Provides integration with llama.cpp servers running in OpenAI-compatible mode, with support for advanced llama.cpp-specific features.

class LlamaCppModel(Model)

Defined in: src/strands/models/llamacpp.py:41

llama.cpp model provider implementation.

Connects to a llama.cpp server running in OpenAI-compatible mode with support for advanced llama.cpp-specific features like grammar constraints, Mirostat sampling, native JSON schema validation, and native multimodal support for audio and image content.

The llama.cpp server must be started with the OpenAI-compatible API enabled: llama-server -m model.gguf —host 0.0.0.0 —port 8080

Example:

Basic usage:

model = LlamaCppModel(base_url=“http://localhost:8080”) model.update_config(params={“temperature”: 0.7, “top_k”: 40})

Grammar constraints via params:

model.update_config(params={ … “grammar”: ''' … root ::= answer … answer ::= “yes” | “no” … ''' … })

Advanced sampling:

model.update_config(params={ … “mirostat”: 2, … “mirostat_lr”: 0.1, … “tfs_z”: 0.95, … “repeat_penalty”: 1.1 … })

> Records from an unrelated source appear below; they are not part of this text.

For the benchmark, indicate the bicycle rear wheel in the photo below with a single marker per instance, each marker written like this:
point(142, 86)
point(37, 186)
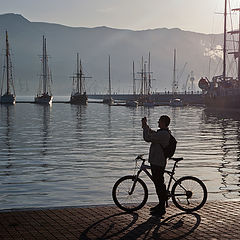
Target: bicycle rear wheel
point(189, 193)
point(128, 197)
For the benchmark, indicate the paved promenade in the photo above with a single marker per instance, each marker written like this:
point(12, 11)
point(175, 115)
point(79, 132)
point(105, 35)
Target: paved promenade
point(216, 220)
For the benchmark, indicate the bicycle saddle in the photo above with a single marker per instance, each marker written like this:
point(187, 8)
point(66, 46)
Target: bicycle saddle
point(176, 159)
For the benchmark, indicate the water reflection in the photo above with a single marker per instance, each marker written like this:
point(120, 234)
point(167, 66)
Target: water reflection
point(79, 114)
point(7, 116)
point(44, 114)
point(229, 168)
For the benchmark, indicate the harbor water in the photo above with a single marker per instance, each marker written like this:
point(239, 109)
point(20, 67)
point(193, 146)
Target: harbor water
point(69, 155)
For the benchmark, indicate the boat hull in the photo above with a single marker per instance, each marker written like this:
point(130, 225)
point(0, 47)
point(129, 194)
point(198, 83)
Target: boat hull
point(108, 100)
point(131, 103)
point(8, 99)
point(80, 99)
point(223, 102)
point(43, 99)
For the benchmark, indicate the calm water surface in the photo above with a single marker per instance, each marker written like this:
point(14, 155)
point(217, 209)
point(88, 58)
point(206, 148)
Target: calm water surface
point(67, 155)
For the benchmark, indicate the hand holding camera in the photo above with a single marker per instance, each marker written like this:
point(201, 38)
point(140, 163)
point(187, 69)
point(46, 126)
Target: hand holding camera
point(144, 122)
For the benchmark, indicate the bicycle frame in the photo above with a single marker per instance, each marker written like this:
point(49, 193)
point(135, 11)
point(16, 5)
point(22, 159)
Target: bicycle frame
point(145, 168)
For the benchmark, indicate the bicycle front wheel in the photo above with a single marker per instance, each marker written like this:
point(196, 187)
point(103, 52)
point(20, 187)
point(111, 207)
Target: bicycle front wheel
point(130, 194)
point(189, 193)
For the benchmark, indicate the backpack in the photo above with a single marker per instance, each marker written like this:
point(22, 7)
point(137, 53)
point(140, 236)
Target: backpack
point(169, 150)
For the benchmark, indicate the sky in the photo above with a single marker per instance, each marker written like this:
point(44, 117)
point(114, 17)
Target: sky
point(191, 15)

Multimodal usage (requires multimodal model like Qwen2.5-Omni):

audio_content = [{ … “audio”: {“source”: {“bytes”: audio_bytes}, “format”: “wav”}, … “text”: “What do you hear in this audio?” … }] response = agent(audio_content)

image_content = [{ … “image”: {“source”: {“bytes”: image_bytes}, “format”: “png”}, … “text”: “Describe this image” … }] response = agent(image_content)

class LlamaCppConfig(TypedDict)

Defined in: src/strands/models/llamacpp.py:89

Configuration options for llama.cpp models.

Attributes:

  • model_id - Model identifier for the loaded model in llama.cpp server. Default is “default” as llama.cpp typically loads a single model.

  • params - Model parameters supporting both OpenAI and llama.cpp-specific options.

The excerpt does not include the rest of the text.